Avenga (3.7/5) is the better choice when large enterprises in telco, banking, or automotive needing a 6,000+ engineer delivery organization with AI embedded across a full-service software portfolio. If your situation matches those criteria, Avenga is a competitive option.
Related comparisons
STX Next vs Avenga FAQ
Is STX Next better than Avenga?
STX Next (4.3/5) scores higher overall, but "better" depends on your use case. STX Next is better for organizations that need ML models operationalized inside complete Python-native software systems, not delivered as standalone models. Avenga is better for large enterprises in telco, banking, or automotive needing a 6,000+ engineer delivery organization with AI embedded across a full-service software portfolio.
How do STX Next and Avenga differ in pricing?
STX Next uses t&m, dedicated team, fixed project pricing with a minimum engagement of $30K. Avenga uses dedicated team, t&m, staff augmentation pricing with a minimum engagement of $40K. Neither firm publishes a full rate card; a discovery call is required for project-specific quotes.
Which is better for enterprise: STX Next or Avenga?
Avenga is the larger team and typically the better enterprise-scale choice. For very large programmes, verify team size and compliance coverage directly with each company before shortlisting.
What are the main differences between STX Next and Avenga?
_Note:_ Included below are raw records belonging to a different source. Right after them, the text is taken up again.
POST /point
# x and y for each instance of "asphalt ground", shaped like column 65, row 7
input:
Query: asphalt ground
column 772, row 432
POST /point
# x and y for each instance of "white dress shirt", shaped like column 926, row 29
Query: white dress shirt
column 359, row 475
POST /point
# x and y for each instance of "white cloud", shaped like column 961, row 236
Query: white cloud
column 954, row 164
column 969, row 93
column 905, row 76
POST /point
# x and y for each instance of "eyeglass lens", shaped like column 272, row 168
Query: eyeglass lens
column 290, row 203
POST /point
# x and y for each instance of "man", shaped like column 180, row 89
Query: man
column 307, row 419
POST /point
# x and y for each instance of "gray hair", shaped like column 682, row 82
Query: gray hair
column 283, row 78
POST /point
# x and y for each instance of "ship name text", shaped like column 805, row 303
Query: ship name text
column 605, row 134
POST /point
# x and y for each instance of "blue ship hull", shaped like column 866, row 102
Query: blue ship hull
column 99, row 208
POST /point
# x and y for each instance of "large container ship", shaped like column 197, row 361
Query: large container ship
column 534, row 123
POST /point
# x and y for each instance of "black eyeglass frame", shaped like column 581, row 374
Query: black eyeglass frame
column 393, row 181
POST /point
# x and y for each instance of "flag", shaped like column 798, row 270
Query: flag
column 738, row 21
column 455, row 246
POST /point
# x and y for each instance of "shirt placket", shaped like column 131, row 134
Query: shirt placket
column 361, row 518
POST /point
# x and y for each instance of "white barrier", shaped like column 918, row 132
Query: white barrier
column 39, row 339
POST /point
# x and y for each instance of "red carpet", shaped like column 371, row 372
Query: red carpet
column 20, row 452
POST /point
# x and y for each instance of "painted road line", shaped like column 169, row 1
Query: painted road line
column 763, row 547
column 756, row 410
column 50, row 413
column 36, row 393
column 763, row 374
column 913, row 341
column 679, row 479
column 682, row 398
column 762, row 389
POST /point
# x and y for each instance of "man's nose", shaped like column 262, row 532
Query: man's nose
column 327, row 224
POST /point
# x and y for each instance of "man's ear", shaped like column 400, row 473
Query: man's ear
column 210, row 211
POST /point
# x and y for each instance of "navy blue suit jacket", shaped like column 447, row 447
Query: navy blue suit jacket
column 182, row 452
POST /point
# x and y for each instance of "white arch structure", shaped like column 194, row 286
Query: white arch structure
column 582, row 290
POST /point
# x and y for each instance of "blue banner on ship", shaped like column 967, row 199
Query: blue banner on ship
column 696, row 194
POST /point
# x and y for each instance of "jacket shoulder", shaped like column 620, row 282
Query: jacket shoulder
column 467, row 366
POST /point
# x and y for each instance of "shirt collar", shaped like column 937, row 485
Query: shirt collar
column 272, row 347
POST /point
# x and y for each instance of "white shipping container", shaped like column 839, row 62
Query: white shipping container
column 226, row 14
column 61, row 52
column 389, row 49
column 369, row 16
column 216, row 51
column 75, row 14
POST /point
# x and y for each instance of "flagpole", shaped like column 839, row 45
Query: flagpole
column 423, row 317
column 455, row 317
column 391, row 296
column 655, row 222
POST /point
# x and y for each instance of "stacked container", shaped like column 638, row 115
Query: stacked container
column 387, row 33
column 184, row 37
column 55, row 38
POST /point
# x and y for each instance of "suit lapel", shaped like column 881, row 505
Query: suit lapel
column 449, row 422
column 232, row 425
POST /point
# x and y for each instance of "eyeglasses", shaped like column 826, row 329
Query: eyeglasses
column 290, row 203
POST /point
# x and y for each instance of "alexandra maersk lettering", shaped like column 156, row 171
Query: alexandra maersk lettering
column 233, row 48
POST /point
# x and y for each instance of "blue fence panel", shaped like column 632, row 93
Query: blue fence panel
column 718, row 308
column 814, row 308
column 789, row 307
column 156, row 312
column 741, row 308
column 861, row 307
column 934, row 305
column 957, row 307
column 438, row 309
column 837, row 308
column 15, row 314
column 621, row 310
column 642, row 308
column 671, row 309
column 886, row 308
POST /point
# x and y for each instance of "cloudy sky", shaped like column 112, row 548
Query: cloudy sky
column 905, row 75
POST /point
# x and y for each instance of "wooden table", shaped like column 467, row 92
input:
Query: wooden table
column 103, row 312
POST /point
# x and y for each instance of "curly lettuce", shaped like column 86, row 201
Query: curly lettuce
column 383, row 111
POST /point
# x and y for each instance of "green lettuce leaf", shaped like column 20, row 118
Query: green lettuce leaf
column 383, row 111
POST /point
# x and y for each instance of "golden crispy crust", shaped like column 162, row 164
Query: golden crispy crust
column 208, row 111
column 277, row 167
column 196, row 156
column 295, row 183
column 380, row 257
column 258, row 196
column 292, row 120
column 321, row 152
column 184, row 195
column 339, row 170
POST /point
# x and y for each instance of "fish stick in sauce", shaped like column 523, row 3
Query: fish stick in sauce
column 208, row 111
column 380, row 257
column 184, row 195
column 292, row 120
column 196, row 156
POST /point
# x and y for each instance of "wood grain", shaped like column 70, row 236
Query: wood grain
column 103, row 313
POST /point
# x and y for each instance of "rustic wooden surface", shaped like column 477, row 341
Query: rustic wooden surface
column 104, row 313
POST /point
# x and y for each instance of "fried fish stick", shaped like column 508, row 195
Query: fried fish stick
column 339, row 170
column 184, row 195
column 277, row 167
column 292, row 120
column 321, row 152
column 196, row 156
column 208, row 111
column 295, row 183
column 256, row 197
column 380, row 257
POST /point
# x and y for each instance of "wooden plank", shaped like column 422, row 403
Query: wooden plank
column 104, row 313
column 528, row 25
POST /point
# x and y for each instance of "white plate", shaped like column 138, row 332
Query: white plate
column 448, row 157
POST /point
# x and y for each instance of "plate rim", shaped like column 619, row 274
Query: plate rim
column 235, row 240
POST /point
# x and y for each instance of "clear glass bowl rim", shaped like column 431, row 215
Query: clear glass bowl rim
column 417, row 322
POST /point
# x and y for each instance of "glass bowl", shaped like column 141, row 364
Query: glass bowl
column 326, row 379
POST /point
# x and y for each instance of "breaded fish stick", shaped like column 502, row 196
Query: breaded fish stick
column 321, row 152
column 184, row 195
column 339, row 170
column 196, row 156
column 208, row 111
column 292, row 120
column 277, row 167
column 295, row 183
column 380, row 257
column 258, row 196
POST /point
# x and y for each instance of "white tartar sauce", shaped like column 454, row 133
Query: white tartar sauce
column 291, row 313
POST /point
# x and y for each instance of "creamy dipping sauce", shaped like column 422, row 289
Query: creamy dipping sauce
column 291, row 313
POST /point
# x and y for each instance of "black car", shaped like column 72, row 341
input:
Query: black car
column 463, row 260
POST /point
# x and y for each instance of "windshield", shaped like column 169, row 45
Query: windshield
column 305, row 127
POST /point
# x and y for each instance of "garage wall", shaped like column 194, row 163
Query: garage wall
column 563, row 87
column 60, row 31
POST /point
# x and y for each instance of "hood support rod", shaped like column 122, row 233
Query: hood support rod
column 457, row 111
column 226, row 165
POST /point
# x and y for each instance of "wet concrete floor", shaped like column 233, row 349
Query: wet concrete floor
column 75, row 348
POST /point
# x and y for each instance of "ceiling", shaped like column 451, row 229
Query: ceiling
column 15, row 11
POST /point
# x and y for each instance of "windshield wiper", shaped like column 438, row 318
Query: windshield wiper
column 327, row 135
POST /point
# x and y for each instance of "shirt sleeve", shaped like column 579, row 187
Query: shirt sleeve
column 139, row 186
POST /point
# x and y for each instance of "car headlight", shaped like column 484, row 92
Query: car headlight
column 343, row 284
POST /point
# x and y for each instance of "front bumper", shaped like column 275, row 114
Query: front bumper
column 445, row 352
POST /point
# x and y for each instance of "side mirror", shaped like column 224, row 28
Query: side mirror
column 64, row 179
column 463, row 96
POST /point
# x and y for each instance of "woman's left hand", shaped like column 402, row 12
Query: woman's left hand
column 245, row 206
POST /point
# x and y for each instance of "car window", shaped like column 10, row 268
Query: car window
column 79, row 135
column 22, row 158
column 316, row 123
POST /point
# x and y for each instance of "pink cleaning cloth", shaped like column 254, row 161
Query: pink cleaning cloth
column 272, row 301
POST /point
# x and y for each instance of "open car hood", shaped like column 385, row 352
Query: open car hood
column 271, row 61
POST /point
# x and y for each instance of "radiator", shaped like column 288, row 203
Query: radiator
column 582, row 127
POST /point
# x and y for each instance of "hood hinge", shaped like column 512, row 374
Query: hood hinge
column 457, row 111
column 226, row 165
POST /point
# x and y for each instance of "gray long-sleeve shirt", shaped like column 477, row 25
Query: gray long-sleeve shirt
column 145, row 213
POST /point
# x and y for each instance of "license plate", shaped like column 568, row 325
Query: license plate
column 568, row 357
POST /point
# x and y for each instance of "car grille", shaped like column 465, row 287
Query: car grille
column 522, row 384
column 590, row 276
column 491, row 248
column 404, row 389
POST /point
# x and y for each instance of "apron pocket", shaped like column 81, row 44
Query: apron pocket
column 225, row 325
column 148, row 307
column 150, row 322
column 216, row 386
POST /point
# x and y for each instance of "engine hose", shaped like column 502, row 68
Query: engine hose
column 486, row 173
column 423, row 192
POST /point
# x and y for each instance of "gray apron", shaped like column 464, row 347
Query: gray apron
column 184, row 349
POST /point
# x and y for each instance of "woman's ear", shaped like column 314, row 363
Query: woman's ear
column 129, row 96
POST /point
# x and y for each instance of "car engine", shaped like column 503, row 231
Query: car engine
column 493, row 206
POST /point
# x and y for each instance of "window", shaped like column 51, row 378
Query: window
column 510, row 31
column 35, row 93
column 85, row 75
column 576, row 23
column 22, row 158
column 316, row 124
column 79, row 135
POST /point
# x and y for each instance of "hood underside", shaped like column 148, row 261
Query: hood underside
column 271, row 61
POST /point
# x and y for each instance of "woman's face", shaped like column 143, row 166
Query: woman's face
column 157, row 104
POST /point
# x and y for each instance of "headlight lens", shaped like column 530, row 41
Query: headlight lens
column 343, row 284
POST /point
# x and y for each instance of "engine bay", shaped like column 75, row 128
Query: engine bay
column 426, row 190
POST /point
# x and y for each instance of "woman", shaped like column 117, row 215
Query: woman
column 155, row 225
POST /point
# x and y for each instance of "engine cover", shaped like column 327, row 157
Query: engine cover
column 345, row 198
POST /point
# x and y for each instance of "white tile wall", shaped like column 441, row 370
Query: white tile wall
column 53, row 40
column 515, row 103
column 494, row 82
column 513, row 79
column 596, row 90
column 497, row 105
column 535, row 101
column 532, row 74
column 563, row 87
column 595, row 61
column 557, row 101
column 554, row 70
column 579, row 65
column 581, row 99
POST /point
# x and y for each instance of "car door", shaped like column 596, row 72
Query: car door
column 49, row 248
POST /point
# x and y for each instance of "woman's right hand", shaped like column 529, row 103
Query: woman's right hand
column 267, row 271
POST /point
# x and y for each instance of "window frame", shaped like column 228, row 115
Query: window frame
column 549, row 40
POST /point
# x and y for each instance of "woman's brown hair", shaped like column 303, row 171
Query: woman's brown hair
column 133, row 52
STX Next's primary differentiator is: europe's largest python-specialist firm uniquely positioned to embed ml into production software without the integration friction that plagues pure-play ml boutiques. Avenga's primary differentiator is: 6,000+ specialists across 44 delivery centers formed through pe-backed acquisitions, providing enterprise-scale ai delivery capacity — though cultural integration across legacy entities is ongoing. They also differ in team size (500+ vs 6,000+), minimum engagement ($30K vs $40K), and primary industries served (fintech, SaaS vs telco, banking).
Last reviewed: July 2026. Verify all details directly with each company before making a decision.